ドラマで気狂いの女の人が在た。 御飯にタワシを出してた。 番組を回してたら巡り観て、気持ちが悪くなった。
あたしのお母さんはよく、 真夜中に「御飯が出来た」って云って、家中の電気を点けて歩いた。 気に入らない事があるとすぐに、甲高い悲鳴をあげて鏡を投げた。 聞こえない言葉を呟きながら、部屋をひとりグルグル回ってた。 そんなに回ったらバターになるって、昔に云ってたじゃない。 お母さんの悲鳴がずっと、耳の中に残っているの。 鼓膜に焼きついて、ほんの少しの刺激で生き返る。

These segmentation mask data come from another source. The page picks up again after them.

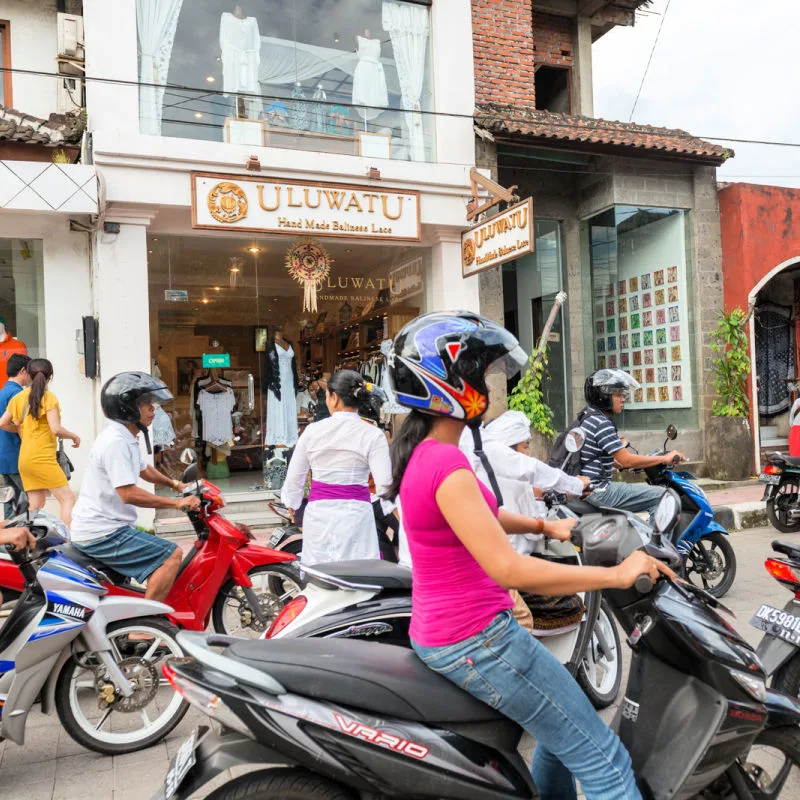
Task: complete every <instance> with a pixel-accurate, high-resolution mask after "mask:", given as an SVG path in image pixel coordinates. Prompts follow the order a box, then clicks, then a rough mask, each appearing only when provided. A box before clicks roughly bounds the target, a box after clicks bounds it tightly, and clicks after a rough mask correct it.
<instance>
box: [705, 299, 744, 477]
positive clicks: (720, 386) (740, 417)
mask: <svg viewBox="0 0 800 800" xmlns="http://www.w3.org/2000/svg"><path fill="white" fill-rule="evenodd" d="M748 319H749V314H748V313H747V312H746V311H744V310H743V309H741V308H734V309H732V310H730V311H724V312H723V313H721V314H720V316H719V319H718V320H717V327H716V329H715V330H714V331H713V333H712V340H713V341H712V343H711V350H712V351H713V352H714V353H715V354H716V358H714V360H713V365H714V391H715V392H716V393H717V398H718V399H717V400H715V401H714V402H713V403H712V405H711V419H710V421H709V425H708V430H707V431H706V463H707V464H708V471H709V474H710V475H711V477H712V478H715V479H717V480H729V481H743V480H746V479H747V478H749V477H750V476H751V475H752V471H753V433H752V430H751V428H750V399H749V397H748V396H747V376H748V375H749V374H750V356H749V352H748V340H747V334H746V333H745V326H746V324H747V320H748Z"/></svg>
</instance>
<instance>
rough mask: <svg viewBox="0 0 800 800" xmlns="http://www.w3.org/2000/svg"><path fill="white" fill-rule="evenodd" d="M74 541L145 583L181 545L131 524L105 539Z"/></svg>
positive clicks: (121, 571)
mask: <svg viewBox="0 0 800 800" xmlns="http://www.w3.org/2000/svg"><path fill="white" fill-rule="evenodd" d="M73 545H75V547H77V548H78V550H80V551H81V552H82V553H85V554H86V555H87V556H91V557H92V558H95V559H97V560H98V561H100V562H101V563H103V564H105V565H106V566H108V567H111V569H114V570H116V571H117V572H119V573H121V574H122V575H124V576H125V577H126V578H133V579H134V580H135V581H137V582H138V583H144V582H145V581H146V580H147V579H148V578H149V577H150V576H151V575H152V574H153V573H154V572H155V571H156V570H157V569H158V568H159V567H160V566H161V565H162V564H163V563H164V562H165V561H166V560H167V559H168V558H169V557H170V556H171V555H172V554H173V553H174V552H175V551H176V550H177V549H178V545H176V544H173V543H172V542H168V541H166V539H160V538H159V537H158V536H154V535H153V534H151V533H145V532H144V531H140V530H137V529H136V528H132V527H131V526H130V525H125V526H124V527H122V528H119V529H117V530H116V531H114V533H112V534H111V535H110V536H104V537H103V538H102V539H95V540H94V541H93V542H85V543H83V544H78V543H77V542H73Z"/></svg>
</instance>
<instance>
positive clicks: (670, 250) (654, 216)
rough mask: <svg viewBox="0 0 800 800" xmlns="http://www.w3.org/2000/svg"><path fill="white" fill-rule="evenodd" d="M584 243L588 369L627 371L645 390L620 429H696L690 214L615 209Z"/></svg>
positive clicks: (669, 212)
mask: <svg viewBox="0 0 800 800" xmlns="http://www.w3.org/2000/svg"><path fill="white" fill-rule="evenodd" d="M583 239H584V252H585V253H587V252H588V264H587V263H584V264H583V268H584V270H586V269H587V267H588V269H589V270H590V273H591V306H590V311H591V314H590V315H589V314H587V315H586V322H587V323H589V324H587V330H586V340H587V341H588V342H591V347H590V348H589V349H588V353H589V355H588V357H589V359H590V360H591V363H590V364H589V365H588V366H589V368H590V369H601V368H603V367H610V368H619V369H623V370H625V371H626V372H628V373H630V374H631V375H632V376H633V377H634V378H635V379H636V380H637V381H638V382H639V383H640V384H641V385H642V389H641V390H639V391H638V392H637V393H636V394H635V396H634V398H633V400H632V402H630V403H629V404H628V405H627V407H626V410H625V414H624V418H623V420H622V423H621V426H620V427H623V428H626V429H632V428H639V429H657V428H660V427H665V426H666V425H667V424H669V423H673V424H676V425H679V426H680V425H683V427H687V426H693V425H696V424H697V413H696V410H695V408H694V398H695V397H696V396H697V386H696V382H695V365H694V361H693V359H692V352H693V347H692V339H691V332H692V331H693V330H694V308H693V292H692V274H691V269H690V265H691V258H690V249H689V248H690V235H689V217H688V214H687V213H686V212H685V211H682V210H680V209H670V208H639V207H636V206H617V207H615V208H612V209H609V210H608V211H605V212H603V213H601V214H598V215H597V216H595V217H592V218H591V219H589V220H588V221H586V222H585V223H583Z"/></svg>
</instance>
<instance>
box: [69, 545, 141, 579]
mask: <svg viewBox="0 0 800 800" xmlns="http://www.w3.org/2000/svg"><path fill="white" fill-rule="evenodd" d="M58 549H59V551H60V552H61V553H62V554H63V555H65V556H66V557H67V558H68V559H69V560H70V561H74V562H75V563H76V564H78V566H81V567H92V568H93V569H96V570H99V571H100V572H102V573H103V574H104V575H106V576H107V577H108V579H109V580H110V581H111V583H113V584H114V585H115V586H117V585H120V584H122V583H125V581H126V580H128V579H127V577H126V576H125V575H123V574H122V573H121V572H117V571H116V570H115V569H111V567H107V566H106V565H105V564H104V563H103V562H102V561H98V560H97V559H96V558H92V557H91V556H87V555H86V553H82V552H81V551H80V550H78V548H77V547H75V545H72V544H64V545H61V547H59V548H58Z"/></svg>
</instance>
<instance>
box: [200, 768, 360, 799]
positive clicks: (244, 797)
mask: <svg viewBox="0 0 800 800" xmlns="http://www.w3.org/2000/svg"><path fill="white" fill-rule="evenodd" d="M206 800H353V795H352V794H350V792H348V791H347V790H345V789H344V788H343V787H341V786H339V785H337V784H335V783H333V782H331V781H328V780H326V779H325V778H321V777H320V776H319V775H315V774H314V773H313V772H309V771H308V770H305V769H268V770H262V771H260V772H250V773H248V774H247V775H242V776H241V777H240V778H236V780H233V781H231V782H230V783H226V784H225V785H224V786H222V787H221V788H219V789H217V791H216V792H213V793H212V794H210V795H209V796H208V797H207V798H206Z"/></svg>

あたしが小さい頃に住んでいた家には、『お母さんの部屋』があった。 其の部屋は妹しか入れてもらえない、特別な部屋だった。 何年かすると部屋に、あたしも時々だけ入れて貰えるようになった。 其の部屋には違う時間が流れていて、観たことも無いテレビ番組がやっていて、 妹用のヌイグルミや服や、他にトランシーバーが置いてあった。 お母さんはラジオだって言い張っていたけれど、其れは確かにトランシーバーで。 時々お父さん以外の、あたしの知っている男のひとの声がしていた。 何時からかそれらがどういうことなのか、知っていたし。 ばあちゃんやお父さんから、何時からかたくさん聞かされるようになっていた。 その声をもった男のひとと会うたび、あたしは警戒心と嫌悪感を抱いた。 其のひとは近所に住んでいたから、何かと良くはちあわせる。
無意識に思い出しては、取り留めのなさに悶えるしかない。
そんな時は決まって、硫黄の匂いが鼻を衝いた。